Il semble que le commerce de proximité et le commerce de centre ville répondent à nouveau à une demande grandissante des Français. Ils redécouvrent combien ils sont attachés à ce modèle de lien social qui sous-entend l’écoute, la confiance et la qualité relationnelle.

Nous savons tous pour y avoir participé, ou les avoir quelques fois initiés, que le nombre important de déballages, foires et salons, a répondu au cours des trois décennies écoulées aux attentes de la clientèle (facilité d’accès, de parking, multiplicité des rencontres et des éléments de comparaison). Corrélativement, nos boutiques ont subi très tôt un effet déstabilisant.

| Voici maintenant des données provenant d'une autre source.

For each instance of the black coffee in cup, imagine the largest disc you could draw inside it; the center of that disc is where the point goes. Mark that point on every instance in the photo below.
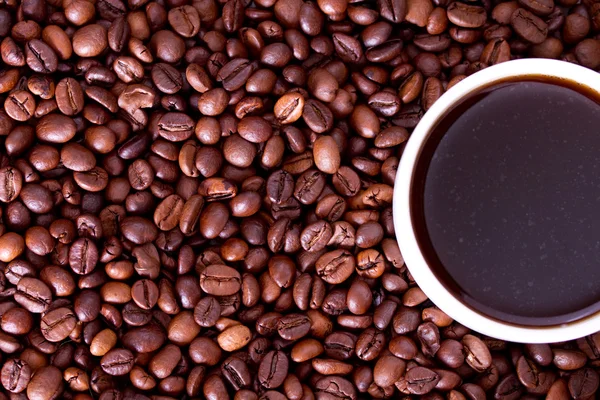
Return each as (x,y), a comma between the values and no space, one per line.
(506,196)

L’échoppe n’a pas bénéficié de l’essor du salon mais a, au contraire, été très négativement impactée au point de quasiment disparaître.

La récession qui paralyse aujourd’hui tous les secteurs d’activité conduira probablement à une refonte des comportements, des besoins et des goûts exprimés par la nouvelle génération.

Les pouvoirs publics ont décidé de lancer une campagne de communication « Commerce Cœur de Vie ». C’est pour avoir constaté qu’il y a un besoin de valorisation du commerce de proximité.

Cette campagne est destinée à soutenir et accompagner le dynamisme des commerçants. Elle peut contribuer à relancer l’activité de notre secteur.

Ce sont des mesures qui s’inscrivent, nous dit-on, en complément de la Loi de Modernisation de l’Economie. Elles prennent en compte l’amélioration du statut du commerçant, telles que :

– Réforme de la taxe d’aide au commerce.

– Réduction de la fiscalité de la transmission des fonds de commerce.

La politique des élus locaux, associations de commerçants ou chambres consulaires, sera sur ce dossier très inégale d’une ville à l’autre. Mais il est probable que certaines municipalités voudront redynamiser leur centre ville en élaborant une stratégie locale et en fonction de critères qui peuvent être différents d’une commune à l’autre.

Une ville d’art et d’histoire ou d’architecture ancienne rénovée sera un lieu favorable à l’implantation de boutiques d’antiquités et de galeries d’art contemporain.

Pour les raisons ainsi énumérées, il n’est pas insensé, mes chers(es) collègues, d’espérer un soutien tangible des responsables locaux afin de, vous permettre de mener votre projet à son terme.